Ira

 
Eens in de zoveel jaren kom je iemand tegen die je ziel aanraakt, waarmee je een niet of nog niet te benoemen verbondenheid voelt. Voor mij was de schrijfster Ira Bart een van die mensen.
Groot waren haar donkere ogen. Aangezet met oogpotlood keken ze bijna schuw het lokaal in.
Drie witte muren en een wand van glas. Pal voor de ramen een meters hoge coniferenhaag. In een hoek wat opgestapelde stoelen en een muzieklessenaar. Aan vier tegen elkaar geschoven tafels zaten we, de schrijversklas. Helwit tl-licht scheen op ons.
Ik zat recht tegenover Ira, onze docent. Met zachte stem wijdde ze ons in, in een wereld die schrijven heet. Plot, dialogen, perspectief... Kritiek op je werk en hoe daar mee om te gaan was het onderwerp op de eerste avond. Ze behandelde het uitvoerig. Voor Ira was schrijven een gevoel omzetten in woorden. Niet zomaar een rijtje woorden, maar zinnen die iets in een mens te weeg brengen.

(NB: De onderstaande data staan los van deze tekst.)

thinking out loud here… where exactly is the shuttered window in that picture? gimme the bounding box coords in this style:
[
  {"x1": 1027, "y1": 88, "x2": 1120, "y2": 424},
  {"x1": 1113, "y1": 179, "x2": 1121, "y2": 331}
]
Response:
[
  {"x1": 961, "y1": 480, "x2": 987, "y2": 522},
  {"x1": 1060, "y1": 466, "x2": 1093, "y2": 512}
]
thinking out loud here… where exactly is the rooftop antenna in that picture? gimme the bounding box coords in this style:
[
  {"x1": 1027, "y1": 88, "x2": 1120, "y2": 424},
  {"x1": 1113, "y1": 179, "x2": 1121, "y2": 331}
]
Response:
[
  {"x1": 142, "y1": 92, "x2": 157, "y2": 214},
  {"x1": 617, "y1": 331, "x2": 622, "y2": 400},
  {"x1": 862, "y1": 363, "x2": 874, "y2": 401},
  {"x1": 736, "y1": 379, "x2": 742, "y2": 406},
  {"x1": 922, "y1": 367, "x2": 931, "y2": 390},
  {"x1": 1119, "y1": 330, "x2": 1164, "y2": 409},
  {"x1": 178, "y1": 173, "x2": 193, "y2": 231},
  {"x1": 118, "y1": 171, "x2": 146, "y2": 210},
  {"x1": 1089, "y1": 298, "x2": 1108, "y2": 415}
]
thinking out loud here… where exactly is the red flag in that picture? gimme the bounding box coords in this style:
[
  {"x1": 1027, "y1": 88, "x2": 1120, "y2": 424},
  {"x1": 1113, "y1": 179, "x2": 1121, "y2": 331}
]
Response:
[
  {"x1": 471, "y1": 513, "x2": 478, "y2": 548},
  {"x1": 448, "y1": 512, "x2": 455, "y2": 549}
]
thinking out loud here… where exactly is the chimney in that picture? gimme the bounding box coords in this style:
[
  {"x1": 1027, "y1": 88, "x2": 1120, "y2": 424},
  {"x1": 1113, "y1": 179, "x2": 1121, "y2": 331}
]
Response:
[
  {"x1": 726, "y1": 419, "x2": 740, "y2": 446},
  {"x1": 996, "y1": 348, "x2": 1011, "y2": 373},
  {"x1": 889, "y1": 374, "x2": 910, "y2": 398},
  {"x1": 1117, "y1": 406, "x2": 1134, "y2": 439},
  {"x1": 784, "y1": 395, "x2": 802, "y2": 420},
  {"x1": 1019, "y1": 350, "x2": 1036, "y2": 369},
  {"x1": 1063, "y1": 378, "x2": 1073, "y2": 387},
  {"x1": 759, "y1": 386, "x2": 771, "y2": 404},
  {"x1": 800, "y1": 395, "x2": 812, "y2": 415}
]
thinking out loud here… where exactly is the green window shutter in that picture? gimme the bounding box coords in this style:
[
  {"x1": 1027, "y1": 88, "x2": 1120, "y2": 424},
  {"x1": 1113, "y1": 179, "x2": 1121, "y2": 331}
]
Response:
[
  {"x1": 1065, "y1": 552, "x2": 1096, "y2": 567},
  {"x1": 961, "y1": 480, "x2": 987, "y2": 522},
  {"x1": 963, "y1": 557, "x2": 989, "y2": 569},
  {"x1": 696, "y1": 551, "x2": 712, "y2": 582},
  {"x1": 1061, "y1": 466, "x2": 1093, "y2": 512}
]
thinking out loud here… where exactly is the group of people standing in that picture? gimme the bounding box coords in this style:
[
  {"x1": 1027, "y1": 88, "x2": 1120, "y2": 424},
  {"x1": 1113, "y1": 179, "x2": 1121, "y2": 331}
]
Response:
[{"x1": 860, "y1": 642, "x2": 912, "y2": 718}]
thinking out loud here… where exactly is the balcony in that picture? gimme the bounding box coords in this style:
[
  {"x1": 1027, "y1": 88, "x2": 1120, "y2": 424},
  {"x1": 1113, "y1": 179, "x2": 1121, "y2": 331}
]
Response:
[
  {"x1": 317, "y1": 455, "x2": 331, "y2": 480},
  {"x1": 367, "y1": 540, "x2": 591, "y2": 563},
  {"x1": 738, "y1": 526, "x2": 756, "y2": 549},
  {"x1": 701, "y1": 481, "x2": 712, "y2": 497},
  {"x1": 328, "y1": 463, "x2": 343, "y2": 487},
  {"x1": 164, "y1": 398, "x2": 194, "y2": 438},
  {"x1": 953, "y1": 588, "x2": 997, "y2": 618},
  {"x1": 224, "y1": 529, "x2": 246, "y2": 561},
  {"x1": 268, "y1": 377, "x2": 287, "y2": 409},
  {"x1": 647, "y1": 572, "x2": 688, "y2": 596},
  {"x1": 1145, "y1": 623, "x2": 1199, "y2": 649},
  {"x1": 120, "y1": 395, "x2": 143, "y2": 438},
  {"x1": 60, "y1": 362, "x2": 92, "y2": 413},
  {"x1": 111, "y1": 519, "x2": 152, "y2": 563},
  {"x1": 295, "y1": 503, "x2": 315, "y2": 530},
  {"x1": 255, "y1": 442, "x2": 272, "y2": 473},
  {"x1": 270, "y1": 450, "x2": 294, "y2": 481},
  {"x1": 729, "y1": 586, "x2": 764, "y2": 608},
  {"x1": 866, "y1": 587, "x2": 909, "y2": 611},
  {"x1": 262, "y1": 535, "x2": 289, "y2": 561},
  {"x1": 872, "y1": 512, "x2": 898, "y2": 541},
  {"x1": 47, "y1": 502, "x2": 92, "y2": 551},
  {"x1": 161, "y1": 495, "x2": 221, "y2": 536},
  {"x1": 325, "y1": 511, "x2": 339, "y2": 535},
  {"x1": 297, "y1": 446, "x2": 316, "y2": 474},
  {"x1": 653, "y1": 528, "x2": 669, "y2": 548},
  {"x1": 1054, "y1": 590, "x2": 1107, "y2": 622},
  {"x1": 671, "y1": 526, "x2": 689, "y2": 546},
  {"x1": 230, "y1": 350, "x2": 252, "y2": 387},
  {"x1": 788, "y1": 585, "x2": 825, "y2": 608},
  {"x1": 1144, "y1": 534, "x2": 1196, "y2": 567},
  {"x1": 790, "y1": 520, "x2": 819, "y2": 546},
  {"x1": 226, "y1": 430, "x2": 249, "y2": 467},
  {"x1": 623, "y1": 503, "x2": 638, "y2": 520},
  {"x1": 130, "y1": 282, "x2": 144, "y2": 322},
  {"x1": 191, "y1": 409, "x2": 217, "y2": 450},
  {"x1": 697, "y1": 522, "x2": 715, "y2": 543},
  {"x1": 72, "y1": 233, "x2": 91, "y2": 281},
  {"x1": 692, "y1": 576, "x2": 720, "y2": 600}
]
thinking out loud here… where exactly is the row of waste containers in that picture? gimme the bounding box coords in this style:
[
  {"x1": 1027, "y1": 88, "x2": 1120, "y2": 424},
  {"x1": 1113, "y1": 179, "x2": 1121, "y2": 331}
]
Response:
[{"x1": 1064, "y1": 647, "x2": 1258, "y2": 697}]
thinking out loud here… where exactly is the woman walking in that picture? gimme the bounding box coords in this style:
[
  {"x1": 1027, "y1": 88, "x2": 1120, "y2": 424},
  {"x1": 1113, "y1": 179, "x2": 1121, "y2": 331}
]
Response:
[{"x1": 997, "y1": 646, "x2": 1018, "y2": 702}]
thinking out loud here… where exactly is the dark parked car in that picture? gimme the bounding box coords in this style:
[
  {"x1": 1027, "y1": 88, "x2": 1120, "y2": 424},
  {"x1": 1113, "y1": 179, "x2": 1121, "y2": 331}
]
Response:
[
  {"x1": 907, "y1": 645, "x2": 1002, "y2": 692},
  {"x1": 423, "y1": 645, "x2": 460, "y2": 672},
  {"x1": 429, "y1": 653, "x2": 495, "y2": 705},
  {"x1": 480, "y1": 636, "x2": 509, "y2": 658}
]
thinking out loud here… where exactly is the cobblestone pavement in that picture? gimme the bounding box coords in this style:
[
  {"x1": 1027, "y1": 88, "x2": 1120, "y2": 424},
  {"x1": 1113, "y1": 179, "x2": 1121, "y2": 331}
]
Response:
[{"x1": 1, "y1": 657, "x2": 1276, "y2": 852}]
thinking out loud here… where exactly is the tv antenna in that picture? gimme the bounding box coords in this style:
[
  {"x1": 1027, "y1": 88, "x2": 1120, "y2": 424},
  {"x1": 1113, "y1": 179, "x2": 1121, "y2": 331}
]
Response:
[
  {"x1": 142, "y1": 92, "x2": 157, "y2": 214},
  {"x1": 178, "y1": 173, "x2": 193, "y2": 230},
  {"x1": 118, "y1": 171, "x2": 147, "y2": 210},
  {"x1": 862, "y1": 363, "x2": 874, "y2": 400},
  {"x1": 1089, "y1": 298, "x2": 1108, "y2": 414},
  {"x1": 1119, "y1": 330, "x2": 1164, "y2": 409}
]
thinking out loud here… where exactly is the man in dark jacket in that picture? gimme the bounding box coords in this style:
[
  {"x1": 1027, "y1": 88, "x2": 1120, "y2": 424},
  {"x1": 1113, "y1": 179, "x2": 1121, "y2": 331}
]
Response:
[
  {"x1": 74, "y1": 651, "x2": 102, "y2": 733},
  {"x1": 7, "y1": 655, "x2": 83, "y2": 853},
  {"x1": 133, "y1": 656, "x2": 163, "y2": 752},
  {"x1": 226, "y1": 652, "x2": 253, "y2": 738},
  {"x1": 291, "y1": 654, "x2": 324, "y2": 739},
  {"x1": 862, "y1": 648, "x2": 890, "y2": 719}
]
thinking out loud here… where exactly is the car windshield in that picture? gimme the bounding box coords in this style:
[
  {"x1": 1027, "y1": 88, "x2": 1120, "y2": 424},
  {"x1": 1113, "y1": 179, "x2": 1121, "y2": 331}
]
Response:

Die voelbaar zijn. Als je zo schrijft ben je kwetsbaar.
Tien keer tweeëneenhalf uur zag ik haar. Altijd in die hol klinkende ruimte. Altijd samen met de andere cursisten. Wat ineengedoken zat ze aan het hoofd van de tafel. Haar lange zwarte haar hing sluik langs haar hoofd, alsof het geteisterd was door een plensbui. Ze droeg zwarte kleren. Tussen haar borsten hing een zilveren amulet met kleurige stenen. Ira was haar pseudoniem, een anagram van Ria. Wist ze dat ira het Latijnse woord voor woede is?
Ze gaf ons schrijfopdrachten. Als we die bespraken veerde ze op. Op het puntje van haar stoel luisterde ze als wij onze verhalen voorlazen. Gevat gaf ze commentaar. Vroeg door over de drijfveren van de schrijver. Gaf tips hoe het beter kon. Haar amandelvormige ogen glinsterden dan.

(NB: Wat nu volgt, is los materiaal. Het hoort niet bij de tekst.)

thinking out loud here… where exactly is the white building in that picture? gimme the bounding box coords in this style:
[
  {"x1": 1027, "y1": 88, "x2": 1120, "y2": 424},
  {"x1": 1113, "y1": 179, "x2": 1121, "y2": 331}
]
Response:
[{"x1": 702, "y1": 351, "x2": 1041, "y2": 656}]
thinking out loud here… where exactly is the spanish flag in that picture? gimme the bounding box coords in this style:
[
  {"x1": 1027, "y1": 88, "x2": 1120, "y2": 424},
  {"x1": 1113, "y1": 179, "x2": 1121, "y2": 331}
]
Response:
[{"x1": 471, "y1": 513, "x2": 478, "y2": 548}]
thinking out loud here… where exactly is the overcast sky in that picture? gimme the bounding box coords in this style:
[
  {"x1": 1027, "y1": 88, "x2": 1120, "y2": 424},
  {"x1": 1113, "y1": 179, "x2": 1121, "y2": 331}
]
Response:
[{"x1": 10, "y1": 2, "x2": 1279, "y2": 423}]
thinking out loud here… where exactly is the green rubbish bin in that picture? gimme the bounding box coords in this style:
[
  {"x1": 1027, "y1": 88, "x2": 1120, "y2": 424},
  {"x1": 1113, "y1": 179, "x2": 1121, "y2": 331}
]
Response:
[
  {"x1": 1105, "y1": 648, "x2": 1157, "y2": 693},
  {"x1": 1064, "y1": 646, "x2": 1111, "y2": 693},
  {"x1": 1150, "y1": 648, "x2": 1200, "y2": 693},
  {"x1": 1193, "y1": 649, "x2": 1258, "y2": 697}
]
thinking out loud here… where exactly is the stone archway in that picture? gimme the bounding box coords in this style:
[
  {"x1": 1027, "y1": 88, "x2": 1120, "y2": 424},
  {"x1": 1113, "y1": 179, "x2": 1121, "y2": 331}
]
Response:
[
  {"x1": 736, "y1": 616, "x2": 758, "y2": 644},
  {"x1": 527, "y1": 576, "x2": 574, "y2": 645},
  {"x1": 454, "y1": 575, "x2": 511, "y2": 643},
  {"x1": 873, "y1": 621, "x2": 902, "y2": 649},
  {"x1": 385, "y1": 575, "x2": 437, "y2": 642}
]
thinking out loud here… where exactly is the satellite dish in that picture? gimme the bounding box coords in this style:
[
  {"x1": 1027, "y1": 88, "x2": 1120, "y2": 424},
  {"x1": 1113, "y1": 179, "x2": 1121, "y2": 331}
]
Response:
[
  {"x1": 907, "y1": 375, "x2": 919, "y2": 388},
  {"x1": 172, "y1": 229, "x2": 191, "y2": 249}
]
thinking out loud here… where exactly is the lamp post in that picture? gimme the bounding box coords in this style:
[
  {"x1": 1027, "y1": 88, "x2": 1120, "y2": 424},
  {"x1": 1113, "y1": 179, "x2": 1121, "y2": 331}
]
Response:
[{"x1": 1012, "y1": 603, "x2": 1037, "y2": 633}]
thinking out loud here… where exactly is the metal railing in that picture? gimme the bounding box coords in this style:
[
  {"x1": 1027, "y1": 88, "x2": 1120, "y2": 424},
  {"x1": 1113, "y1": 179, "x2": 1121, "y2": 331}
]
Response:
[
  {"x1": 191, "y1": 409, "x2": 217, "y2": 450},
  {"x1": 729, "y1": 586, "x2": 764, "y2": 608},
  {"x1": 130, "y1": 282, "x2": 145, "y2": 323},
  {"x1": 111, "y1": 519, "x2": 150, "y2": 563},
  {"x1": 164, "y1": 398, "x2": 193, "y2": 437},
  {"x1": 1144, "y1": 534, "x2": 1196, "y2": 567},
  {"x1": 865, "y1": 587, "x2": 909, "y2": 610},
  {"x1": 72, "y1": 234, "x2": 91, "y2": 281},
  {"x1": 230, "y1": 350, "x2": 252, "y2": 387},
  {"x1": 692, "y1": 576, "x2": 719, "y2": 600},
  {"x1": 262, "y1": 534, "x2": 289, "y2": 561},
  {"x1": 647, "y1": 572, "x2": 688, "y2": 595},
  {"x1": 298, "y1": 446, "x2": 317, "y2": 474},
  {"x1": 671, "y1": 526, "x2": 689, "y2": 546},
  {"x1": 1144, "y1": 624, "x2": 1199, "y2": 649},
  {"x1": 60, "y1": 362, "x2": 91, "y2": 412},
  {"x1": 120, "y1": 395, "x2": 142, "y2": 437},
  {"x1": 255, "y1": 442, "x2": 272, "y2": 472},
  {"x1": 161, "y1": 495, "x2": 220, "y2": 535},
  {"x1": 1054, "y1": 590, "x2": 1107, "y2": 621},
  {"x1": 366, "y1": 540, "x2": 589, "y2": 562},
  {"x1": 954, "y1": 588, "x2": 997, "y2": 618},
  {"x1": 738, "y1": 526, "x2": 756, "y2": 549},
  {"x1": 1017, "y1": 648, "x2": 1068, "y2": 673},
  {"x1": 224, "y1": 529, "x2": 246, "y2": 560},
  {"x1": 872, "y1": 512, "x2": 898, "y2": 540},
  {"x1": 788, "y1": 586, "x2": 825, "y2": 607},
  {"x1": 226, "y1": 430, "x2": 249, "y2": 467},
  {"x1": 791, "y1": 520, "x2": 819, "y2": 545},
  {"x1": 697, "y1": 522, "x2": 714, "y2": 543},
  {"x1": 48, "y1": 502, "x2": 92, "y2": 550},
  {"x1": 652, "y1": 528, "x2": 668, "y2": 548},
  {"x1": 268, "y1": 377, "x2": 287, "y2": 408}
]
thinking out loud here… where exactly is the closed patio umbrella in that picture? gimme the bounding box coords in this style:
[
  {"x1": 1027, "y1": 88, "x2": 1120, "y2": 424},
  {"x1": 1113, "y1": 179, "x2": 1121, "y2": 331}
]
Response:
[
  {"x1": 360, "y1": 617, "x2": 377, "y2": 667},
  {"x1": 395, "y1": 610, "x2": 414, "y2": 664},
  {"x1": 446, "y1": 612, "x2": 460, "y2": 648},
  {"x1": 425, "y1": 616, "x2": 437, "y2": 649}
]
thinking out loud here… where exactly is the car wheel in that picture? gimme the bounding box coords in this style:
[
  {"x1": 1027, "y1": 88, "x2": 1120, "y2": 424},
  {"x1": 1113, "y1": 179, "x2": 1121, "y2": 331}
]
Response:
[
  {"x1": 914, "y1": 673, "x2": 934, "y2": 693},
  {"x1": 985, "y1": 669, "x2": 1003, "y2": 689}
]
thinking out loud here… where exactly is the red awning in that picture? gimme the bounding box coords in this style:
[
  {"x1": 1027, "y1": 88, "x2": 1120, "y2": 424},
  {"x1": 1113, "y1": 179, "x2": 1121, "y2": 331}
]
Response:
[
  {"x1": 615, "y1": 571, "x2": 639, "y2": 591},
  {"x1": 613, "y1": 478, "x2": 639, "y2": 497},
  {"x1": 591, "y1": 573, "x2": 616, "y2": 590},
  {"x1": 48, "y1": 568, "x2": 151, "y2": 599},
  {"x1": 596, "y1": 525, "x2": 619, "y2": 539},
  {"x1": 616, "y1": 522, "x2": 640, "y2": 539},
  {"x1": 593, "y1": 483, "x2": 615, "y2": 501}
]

Hap snap vertelde ze over zichzelf. Haar eigen schrijfervaringen. Maar ook over het dorp waar ze geboren was, het brede water daar vlakbij, de polders rondom, de grote stad waar ze ging wonen, dat ze haar baan als onderwijzeres had opgezegd om te kunnen schrijven. Bijna verlegen toonde ze ons haar boeken.

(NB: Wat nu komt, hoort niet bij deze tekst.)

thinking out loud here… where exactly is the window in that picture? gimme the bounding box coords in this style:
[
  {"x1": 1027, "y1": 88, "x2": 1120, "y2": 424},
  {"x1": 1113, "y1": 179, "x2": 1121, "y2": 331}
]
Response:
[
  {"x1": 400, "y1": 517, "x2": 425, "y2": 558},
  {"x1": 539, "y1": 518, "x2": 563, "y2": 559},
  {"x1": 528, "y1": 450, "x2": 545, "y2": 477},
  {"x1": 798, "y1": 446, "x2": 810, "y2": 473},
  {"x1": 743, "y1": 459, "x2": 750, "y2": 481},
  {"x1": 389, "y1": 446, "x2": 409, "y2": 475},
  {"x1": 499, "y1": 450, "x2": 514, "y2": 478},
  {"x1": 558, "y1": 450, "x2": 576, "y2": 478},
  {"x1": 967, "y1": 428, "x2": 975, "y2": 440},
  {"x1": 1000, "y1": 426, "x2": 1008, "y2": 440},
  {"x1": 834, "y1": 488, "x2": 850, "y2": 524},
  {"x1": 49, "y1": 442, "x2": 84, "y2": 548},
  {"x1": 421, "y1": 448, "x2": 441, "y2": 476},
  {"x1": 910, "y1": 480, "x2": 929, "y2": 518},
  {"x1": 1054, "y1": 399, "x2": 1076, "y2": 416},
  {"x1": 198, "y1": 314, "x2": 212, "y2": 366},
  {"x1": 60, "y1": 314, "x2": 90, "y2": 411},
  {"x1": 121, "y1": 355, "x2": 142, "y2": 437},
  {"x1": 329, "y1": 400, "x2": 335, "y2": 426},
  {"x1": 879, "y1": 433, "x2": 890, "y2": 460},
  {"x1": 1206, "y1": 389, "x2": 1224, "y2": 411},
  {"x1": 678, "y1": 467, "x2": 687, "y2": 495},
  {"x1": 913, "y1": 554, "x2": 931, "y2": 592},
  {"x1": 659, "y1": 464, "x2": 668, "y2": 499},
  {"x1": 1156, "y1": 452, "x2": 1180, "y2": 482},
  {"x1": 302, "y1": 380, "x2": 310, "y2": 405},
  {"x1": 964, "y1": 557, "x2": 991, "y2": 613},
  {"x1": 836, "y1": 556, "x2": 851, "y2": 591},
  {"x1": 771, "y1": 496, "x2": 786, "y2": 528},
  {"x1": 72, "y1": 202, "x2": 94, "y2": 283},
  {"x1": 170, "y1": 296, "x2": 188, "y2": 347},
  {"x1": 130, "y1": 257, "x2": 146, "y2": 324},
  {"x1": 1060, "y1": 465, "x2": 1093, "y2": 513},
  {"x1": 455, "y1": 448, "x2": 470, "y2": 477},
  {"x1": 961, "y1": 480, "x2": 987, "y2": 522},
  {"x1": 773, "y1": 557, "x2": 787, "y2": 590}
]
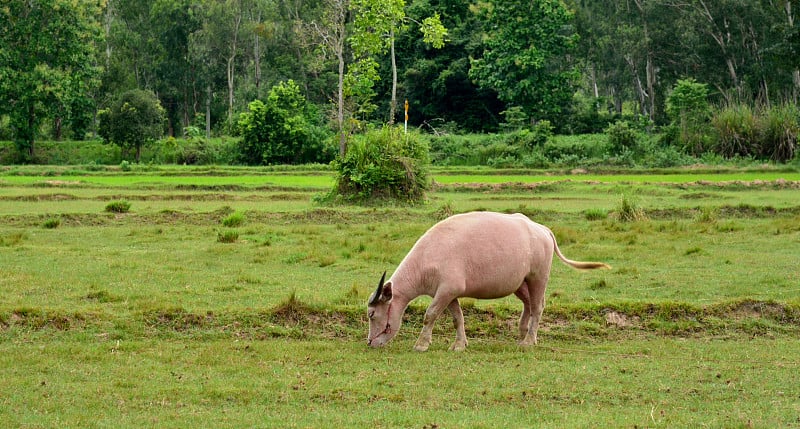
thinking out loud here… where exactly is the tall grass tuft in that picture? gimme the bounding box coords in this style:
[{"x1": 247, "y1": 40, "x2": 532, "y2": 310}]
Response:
[
  {"x1": 222, "y1": 211, "x2": 245, "y2": 227},
  {"x1": 217, "y1": 229, "x2": 239, "y2": 243},
  {"x1": 614, "y1": 195, "x2": 647, "y2": 222},
  {"x1": 42, "y1": 217, "x2": 61, "y2": 229},
  {"x1": 711, "y1": 104, "x2": 758, "y2": 158},
  {"x1": 760, "y1": 104, "x2": 799, "y2": 163}
]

Haar verhalen die ze me liet lezen, waren wondermooi proza. Vaak ging het over mensen wier ruimte begrensd was en die daar uit wilden breken.
Mijn verhalen, ook die van de anderen, groeiden in de loop van de cursus. Ik zoog haar woorden in me op. We lachten veel. Ira keek ons dan verwonderd aan. Ze glimlachte slechts. Alleen de laatste keer lachte ze voluit mee.
'Volgens mijn dochter heb ik nooit de slappe lach,' zei ze toen we uitgelachen waren. 'Maar nu toch wel?' Een lichte verwarring maakte zich van haar meester.
Voor me uit liep ze naar de parkeerplaats. Ik versnelde om haar in te halen. Toen ik haar op tien meter was genaderd, was het of een onzichtbare hand tegen mijn borst drukte. Ik vertraagde mijn gang. Het laatste wat ik ooit van haar zag, was haar witte gezicht achter het droog geveegde rondje in een beslagen autoruit.

De prille zon dartelde over het water, de vogels kwetterden, de aarde trok een nieuw bont kleed aan, toen Ira er voor koos de grens van het hier naar het hiernamaals over te steken.

Machteloze woede voel ik, als deze beelden door mijn hoofd gaan. Nog steeds.